Le régulateur se remet à la neutralité du net

Le 18 mai 2012

Le gendarme des télécoms renoue avec la neutralité du net. Dans un rapport remis il y a quelques jours au nouveau gouvernement et au Parlement, l'Arcep égratigne les opérateurs et intègre les mises en garde des défenseurs de la liberté et de l'ouverture sur Internet. Le début d'un virage pour le régulateur, qui s'affirme davantage en ces temps de recomposition politique.

“Quel contrôle les opérateurs de l’Internet ont le droit d’exercer sur le trafic qu’ils acheminent” ? Pour son dernier rapport ([PDF] et en fin d’article), le gendarme des télécoms français (Arcep) frappe fort en plaçant la surveillance des fournisseurs d’accès à Internet (FAI) au cœur même de la définition du concept de neutralité du Net - qui affirme que les flux d’informations doivent être transportés de la même façon sur le réseau, “indépendamment de leur nature, de leur contenu, de leur expéditeur ou de leur destinataire” (p.9).

Une approche qui tranche avec les positions adoptées par l’Arcep ces derniers mois en matière de neutralité. L’Autorité semble avoir pris en compte certaines mises en garde, dont nous nous faisons le relais depuis des mois. Pour parfois même les reprendre à son compte dans ce nouveau texte, présenté au gouvernement fraîchement installé, au Parlement à venir, mais aussi au public, invité à le commenter jusqu’au 20 juin prochain.

Face à un Internet français qui connaît “des améliorations mais aussi des risques de dégradation”, le régulateur souhaite poursuivre et renforcer les travaux entrepris depuis 2010, et la formulation de ses fameuses “dix propositions” pour un Internet neutre. Dans le viseur, quatre chantiers : renforcement de la concurrence et de la transparence, qualité de service de l’accès à Internet, interconnexion et surtout gestion de trafic. Quelque peu oublié ces derniers mois, l’encadrement de cette pratique est aujourd’hui la pierre angulaire du projet neutralité. Mais si l’Arcep se veut plus offensive, la protection de ce principe dans la loi ne semble pas être à l’ordre du jour.

Opérateurs dans le viseur

Ce qui ne l’empêche pas d’égratigner les opérateurs. Un exercice auquel l’Autorité n’est pas rompu, en particulier dans le cas de la neutralité des réseaux, mais auquel elle s’emploie par petites touches dans ce dernier rapport.

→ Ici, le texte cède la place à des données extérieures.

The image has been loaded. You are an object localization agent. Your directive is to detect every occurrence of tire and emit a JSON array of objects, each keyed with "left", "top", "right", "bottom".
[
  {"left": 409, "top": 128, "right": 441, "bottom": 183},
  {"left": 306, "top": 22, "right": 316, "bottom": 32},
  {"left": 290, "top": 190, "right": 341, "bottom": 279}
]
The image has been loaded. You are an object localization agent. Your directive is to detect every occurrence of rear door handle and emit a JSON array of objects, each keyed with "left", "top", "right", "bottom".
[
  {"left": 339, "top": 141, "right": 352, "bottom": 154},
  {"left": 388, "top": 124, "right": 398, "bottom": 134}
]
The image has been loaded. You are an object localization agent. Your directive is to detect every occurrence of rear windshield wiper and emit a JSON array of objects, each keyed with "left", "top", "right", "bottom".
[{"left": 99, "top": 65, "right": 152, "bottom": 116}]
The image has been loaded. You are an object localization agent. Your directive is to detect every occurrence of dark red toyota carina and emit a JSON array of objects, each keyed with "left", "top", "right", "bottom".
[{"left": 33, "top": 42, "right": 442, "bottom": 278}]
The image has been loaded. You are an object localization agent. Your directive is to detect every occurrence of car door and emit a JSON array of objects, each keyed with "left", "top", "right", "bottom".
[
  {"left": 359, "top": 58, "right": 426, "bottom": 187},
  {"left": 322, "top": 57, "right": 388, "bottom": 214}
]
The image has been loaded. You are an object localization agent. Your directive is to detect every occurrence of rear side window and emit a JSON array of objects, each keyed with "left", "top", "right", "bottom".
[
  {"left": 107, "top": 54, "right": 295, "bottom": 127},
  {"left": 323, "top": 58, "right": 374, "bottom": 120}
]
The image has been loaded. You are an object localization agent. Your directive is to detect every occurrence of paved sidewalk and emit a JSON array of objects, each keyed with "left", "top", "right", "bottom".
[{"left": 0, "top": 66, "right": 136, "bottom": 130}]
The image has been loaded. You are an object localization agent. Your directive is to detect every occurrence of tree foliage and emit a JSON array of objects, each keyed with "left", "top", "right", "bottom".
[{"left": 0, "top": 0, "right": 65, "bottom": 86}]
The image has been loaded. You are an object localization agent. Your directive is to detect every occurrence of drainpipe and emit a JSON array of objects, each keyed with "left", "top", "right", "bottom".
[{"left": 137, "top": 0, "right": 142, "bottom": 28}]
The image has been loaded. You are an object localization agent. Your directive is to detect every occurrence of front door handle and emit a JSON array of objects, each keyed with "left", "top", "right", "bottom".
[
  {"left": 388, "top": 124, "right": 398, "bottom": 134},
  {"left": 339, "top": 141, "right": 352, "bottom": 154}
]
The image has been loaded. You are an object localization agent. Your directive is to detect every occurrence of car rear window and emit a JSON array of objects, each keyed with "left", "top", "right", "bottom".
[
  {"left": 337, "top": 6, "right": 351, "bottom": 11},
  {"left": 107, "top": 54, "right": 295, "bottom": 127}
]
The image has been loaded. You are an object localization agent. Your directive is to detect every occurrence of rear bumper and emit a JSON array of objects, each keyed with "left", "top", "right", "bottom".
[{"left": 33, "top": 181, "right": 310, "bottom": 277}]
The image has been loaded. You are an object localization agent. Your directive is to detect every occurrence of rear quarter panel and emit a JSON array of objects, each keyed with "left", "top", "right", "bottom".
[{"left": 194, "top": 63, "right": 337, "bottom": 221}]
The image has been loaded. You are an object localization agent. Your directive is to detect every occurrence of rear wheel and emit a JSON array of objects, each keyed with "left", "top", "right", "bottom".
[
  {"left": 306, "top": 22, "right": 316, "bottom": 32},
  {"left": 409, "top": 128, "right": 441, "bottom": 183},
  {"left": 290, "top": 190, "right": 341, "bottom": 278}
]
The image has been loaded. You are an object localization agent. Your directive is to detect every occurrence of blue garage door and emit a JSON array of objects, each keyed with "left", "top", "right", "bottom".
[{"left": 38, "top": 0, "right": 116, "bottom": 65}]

La plus symbolique est certainement d’avoir choisi de lier, dès les premières pages du document, Internet neutre et comportement des opérateurs. A la définition traditionnelle de la neutralité – qui se focalise sur le fond, la non-discrimination des contenus-, l’Arcep préfère désigner les acteurs qui peuvent mettre en œuvre cette discrimination : les FAI. Et appeler un chat un chat. Y compris dans un rapport administratif où les circonvolutions sont généralement de rigueur.

Elle ne révolutionne néanmoins pas le genre et ne répond pas explicitement aux questions qu’elle soulève dès la page 4 :

Le débat sur la « neutralité de l’internet » porte sur la question de savoir quel contrôle les opérateurs de l’internet ont le droit d’exercer sur le trafic qu’ils acheminent. Peuvent-ils bloquer des services, ralentir certaines applications, prioriser certains contenus ? Doivent-ils au contraire s’en tenir strictement au respect du principe d’égalité de traitement, tel qu’imaginé par les concepteurs de l’internet ?

De même, elle n’évacue pas les arguments des opérateurs qui estiment que le principe de neutralité n’est plus forcément compatible “avec la croissance exponentielle du trafic sur les réseaux, notamment mobiles, et avec la nécessité de financer les investissements qui en résultent” (p.4).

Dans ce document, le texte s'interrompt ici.